Aman Mohammed: La Tradition du Hejaz/The Tradition of Hejaz (CD); OCORA Collection; OCORA C560158; 2001; Paris (02/14/16 Google search; landing page description for the following: (http://archive.aramcoworld.com/issue/200702/music/default.htm) – (Information not accessible); Maison de Radio France, Piece 1275, 116 Avenue du President Kennedy, 75786, Paris, Cedex 16 (02/14/16: (https://www.discogs.com/label/57784-Ocora)).

Per Wikipedia.org, accessed 02/14/2016, OCORA (https://en.m.wikipedia.org/wiki/Ocora) specializes in world music field recordings. It was established as part of state-owned Radio France in 1957, located at Maison de La Radio along the River Seine.

  1. Ya Makkat al-Khayr (04:47): Surprising in that some of the trope/trills sound almost reminiscent of Hebrew, down to even the “New York”/Ashkenazi pronunciation.
  2. Ahimu bi-Ruhi (05:59): A familiar tune, but I don’t like the styling. Too choppy. Would have preferred this in different regional dialect, with more whole, rounded vocalizations, rather than drawn and nasal.
  3. Hadha al-Futur (Ya Man Hawahu) (08:29): Soft, nice musical intro… Wish joining voice was so, but it’s sung with sufficient emotion to reflect the words of its poetry.
  4. Ayyuha al-Zabyu Masul al-Lama (05:39): Track 3 passed into Track 4 (this one) without much notice. Can do work with this in the background.
  5. Wa-lamma Talaqayna (07:32): Nice poem in translation. Too many scratches on this borrowed c.d. to hear it well. No discernible melody, so not as nice a match to the lyrics.
  6. Ya Ahl al-Hawa (09:36): Sounds like country music, Saudi-style.
  7. Ya Helwah Kasr el-Khawatir leh (03:05): This one starts off beautifully, musically. The singing is nice, too, but the sounds of some of the words in the beginning don’t sound so nice. But it is a nice song with rhythm and nice singing. Maybe the best song on the whole album.
  8. Ya Sayyid al-Helwin (10:25): This is a really cool song. It sounds like ‘oasis’ meets ‘Orientalism’. Written by Ibrahim Khafaji, author of the Saudi Arabian national anthem, it draws on the Red Sea region, which is probably its appeal to me in sounding almost like a Jewish tribe in the Arabian areas, just across the sea from Israel.

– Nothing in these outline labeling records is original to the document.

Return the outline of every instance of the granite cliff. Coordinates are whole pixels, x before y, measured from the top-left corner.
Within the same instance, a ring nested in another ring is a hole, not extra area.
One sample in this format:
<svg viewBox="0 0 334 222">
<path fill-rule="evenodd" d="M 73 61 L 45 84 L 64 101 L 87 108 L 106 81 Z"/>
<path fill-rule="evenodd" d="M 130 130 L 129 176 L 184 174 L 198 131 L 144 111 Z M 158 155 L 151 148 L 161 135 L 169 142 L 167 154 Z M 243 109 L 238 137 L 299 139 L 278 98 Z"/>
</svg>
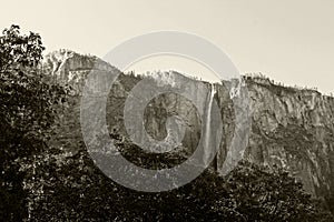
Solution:
<svg viewBox="0 0 334 222">
<path fill-rule="evenodd" d="M 244 77 L 242 81 L 236 81 L 237 83 L 208 83 L 174 71 L 155 72 L 149 75 L 125 74 L 96 57 L 80 56 L 68 50 L 48 54 L 45 58 L 43 70 L 57 81 L 71 84 L 78 98 L 85 79 L 91 71 L 118 75 L 108 97 L 107 122 L 110 133 L 117 132 L 125 139 L 128 139 L 129 134 L 125 128 L 124 108 L 129 97 L 138 95 L 132 92 L 138 82 L 145 79 L 150 85 L 181 89 L 183 92 L 191 94 L 191 100 L 178 93 L 164 93 L 153 98 L 143 110 L 144 125 L 150 138 L 175 143 L 191 152 L 202 139 L 204 145 L 217 145 L 218 153 L 212 167 L 219 172 L 223 172 L 230 161 L 228 151 L 232 144 L 236 149 L 247 145 L 245 152 L 236 150 L 234 154 L 243 154 L 244 159 L 258 164 L 286 168 L 303 182 L 304 189 L 315 196 L 334 195 L 332 97 L 315 90 L 282 87 L 263 77 Z M 92 89 L 102 88 L 102 83 L 98 82 Z M 239 85 L 245 90 L 239 92 Z M 223 125 L 219 129 L 216 125 L 217 129 L 208 131 L 212 129 L 210 124 L 214 124 L 214 120 L 208 118 L 215 112 L 210 108 L 213 101 L 219 108 Z M 78 102 L 79 100 L 77 107 Z M 196 108 L 194 103 L 199 107 Z M 130 104 L 128 109 L 138 108 Z M 130 121 L 136 121 L 138 117 L 134 115 Z M 178 121 L 178 130 L 184 132 L 181 141 L 178 141 L 178 134 L 171 134 L 166 128 L 168 119 L 174 115 L 178 115 L 173 120 Z M 217 140 L 218 131 L 223 135 L 220 140 Z M 138 132 L 141 133 L 140 130 Z M 136 135 L 139 143 L 146 137 L 140 133 Z M 210 153 L 204 152 L 203 161 L 209 155 Z"/>
</svg>

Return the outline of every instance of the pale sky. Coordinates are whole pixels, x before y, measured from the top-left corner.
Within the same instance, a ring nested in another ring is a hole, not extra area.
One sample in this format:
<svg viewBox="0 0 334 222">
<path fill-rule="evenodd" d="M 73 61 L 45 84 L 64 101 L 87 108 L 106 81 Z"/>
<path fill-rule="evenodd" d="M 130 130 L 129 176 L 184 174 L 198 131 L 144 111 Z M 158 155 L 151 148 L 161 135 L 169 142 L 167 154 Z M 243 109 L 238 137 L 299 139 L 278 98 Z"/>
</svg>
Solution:
<svg viewBox="0 0 334 222">
<path fill-rule="evenodd" d="M 240 73 L 262 72 L 288 85 L 334 92 L 331 0 L 2 1 L 0 29 L 12 23 L 40 33 L 47 51 L 65 48 L 98 57 L 138 34 L 186 31 L 219 47 Z M 189 72 L 196 65 L 161 57 L 131 69 Z"/>
</svg>

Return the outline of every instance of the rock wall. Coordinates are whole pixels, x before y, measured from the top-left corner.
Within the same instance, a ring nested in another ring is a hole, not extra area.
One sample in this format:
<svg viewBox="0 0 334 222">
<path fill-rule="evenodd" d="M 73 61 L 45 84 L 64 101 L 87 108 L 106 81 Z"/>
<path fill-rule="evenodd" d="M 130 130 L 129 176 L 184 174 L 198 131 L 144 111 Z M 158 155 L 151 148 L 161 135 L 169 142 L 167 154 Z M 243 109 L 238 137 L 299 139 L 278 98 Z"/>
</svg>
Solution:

I think this might even top number seven, just prior to it.
  9. Jadak al-ghayth (10:08): This sounds like an octave-lower version of number eight, which is why I was confused when song ten popped up and I thought I missed number nine. This is beautiful in a sombre, haunting way. It does blend from song number eight and I think they should always be played together.
  10. Bi-Habib al-Qulub (05:37): No melody. One of the notes sung is done with clarity and beauty.

From the liner notes: Hijaz: Arabic for “barrier”; name of mountain chain running parallel to the Red Sea, separating the coastal plain to the west and the desert plateau of Nejd to the east. King Abd Al-Aziz Ibn Saud conquered Mecca in 1925 from Cherif Hussein (whose descendants went on to rule Iraq and Jordan).

Great liner notes include a quick, brief synopsis of Saudi/Middle Eastern history and a great compendium of study of the Arab styles of music and the origins of the styles by ethnomusicologist, Jean Lambert. Most surprising is the map showing the word, ‘Israel’, on it. Track 5 is a nice poem (the words to most of the tracks are translated).

It would be worth getting this c.d. just for songs 7, 8, and 9 alone.